Govt plans to cut next budget by Shs14 trillion
Government has put the 2025/26 budget projections at Shs57.4 trillion, which is Shs14.7 trillion lower than the current budget.
In May, government revised the Shs58 trillion budget for the 2024/25 financial year to Shs72.1 trillion, marking a significant increase of Shs14.1 trillion, a few hours before it was presented and approved by Parliament.
The House had earlier received an addendum from the Ministry of Finance, which increased the 2024/25 budget by more than 25 percent to Shs72.1 trillion.
However, in his first budget call circular issued to accounting officers and executive directors of state-owned enterprises and public corporations to guide in the preparation of the budget frame paper, and preliminary budget estimates, Ministry of Finance permanent secretary and secretary to the Treasury Ramathan Ggoobi, said the preliminary resource envelope for the 2025/26 financial year is projected to amount to Shs57.4 trillion, which would be key in launching Uganda to the 10-fold growth agenda by 2040.

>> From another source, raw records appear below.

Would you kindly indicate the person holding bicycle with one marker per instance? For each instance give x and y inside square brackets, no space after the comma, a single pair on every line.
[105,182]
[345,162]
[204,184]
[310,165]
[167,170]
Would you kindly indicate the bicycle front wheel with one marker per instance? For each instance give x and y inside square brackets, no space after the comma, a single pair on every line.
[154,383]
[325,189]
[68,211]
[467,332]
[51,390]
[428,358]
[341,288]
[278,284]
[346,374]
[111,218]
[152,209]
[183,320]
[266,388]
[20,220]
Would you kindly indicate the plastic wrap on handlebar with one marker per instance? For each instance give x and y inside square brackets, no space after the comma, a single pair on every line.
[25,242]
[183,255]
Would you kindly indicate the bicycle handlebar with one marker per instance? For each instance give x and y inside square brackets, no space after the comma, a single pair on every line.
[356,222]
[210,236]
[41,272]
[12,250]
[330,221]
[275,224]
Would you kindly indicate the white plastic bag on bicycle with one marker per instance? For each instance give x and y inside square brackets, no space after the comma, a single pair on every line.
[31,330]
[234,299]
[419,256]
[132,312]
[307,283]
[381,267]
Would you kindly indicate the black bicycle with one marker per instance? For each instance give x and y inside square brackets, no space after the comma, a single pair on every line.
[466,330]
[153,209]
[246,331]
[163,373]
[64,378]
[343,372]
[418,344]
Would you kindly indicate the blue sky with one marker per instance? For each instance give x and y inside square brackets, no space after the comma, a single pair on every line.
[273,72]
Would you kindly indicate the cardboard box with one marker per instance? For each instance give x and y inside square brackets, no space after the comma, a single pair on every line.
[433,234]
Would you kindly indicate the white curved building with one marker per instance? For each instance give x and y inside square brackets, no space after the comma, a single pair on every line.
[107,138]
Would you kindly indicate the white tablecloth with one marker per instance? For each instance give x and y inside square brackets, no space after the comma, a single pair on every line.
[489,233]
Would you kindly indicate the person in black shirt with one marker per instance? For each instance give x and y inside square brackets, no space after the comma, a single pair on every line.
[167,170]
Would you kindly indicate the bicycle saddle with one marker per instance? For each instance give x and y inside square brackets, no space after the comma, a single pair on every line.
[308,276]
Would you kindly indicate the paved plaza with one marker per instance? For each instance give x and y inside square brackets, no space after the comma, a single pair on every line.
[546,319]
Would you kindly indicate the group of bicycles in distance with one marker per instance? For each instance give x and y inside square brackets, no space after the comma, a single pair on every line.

Of the Shs57.4 trillion, government expects to mobilise Shs33.2 trillion from domestic revenue, while Shs500m and Shs30m, will come from the petroleum fund and budget support, respectively.
Government also expects to borrow Shs4 trillion domestically, get Shs12.8b for budget support, Shs6.6b from domestic financing, and Shs293b from local government revenues.
Mr Ggoobi indicated that the Shs57.4 trillion resource envelope will address key interventions and activities to enable Uganda to achieve annual targets required to grow the economy 10-fold, noting that next year’s budget will seek to shift economic growth to a higher trajectory averaging to more than 8 percent annually, and double-digit growth at the onset of commercial production of oil and gas to expand the size of the economy from $53b to $500b by 2040.
The 2025/26 budget is expected to be a continuation of the full monetisation of the economy through commercial agriculture, industrialisation, expanding social services, digital transformation, and market access.
Under the full monetisation agenda, the government will continue to lift 39 percent of Ugandans from subsistence to the money economy by investing in technology and innovation, agro-industrialisation, tourism development, and mineral-based industrial development including oil and gas and science.
Mr Ggoobi indicated that the Ministry of Finance had earlier undertaken a baseline exercise to review cost drivers, minimum operational requirements, historical data, and expenditure patterns for purposes of cost control and future comparison, noting that all account officers in ministries, government departments, and agencies, and local government must ensure that they take consideration of the baseline while making budgets.
He also noted that all budget proposals must focus available funding on critical interventions and programmes that provide the highest multiplier effect, generate more public value and avoid spreading resources across non-essential activities.
Mr Ggoobi also warned that budget allocations should take great care to ensure that adequate resources are allocated in areas prone to virements and supplementary expenditures, noting that: “unnecessary supplementary requests will not be tolerated as this distorts approved work plans and budgets”.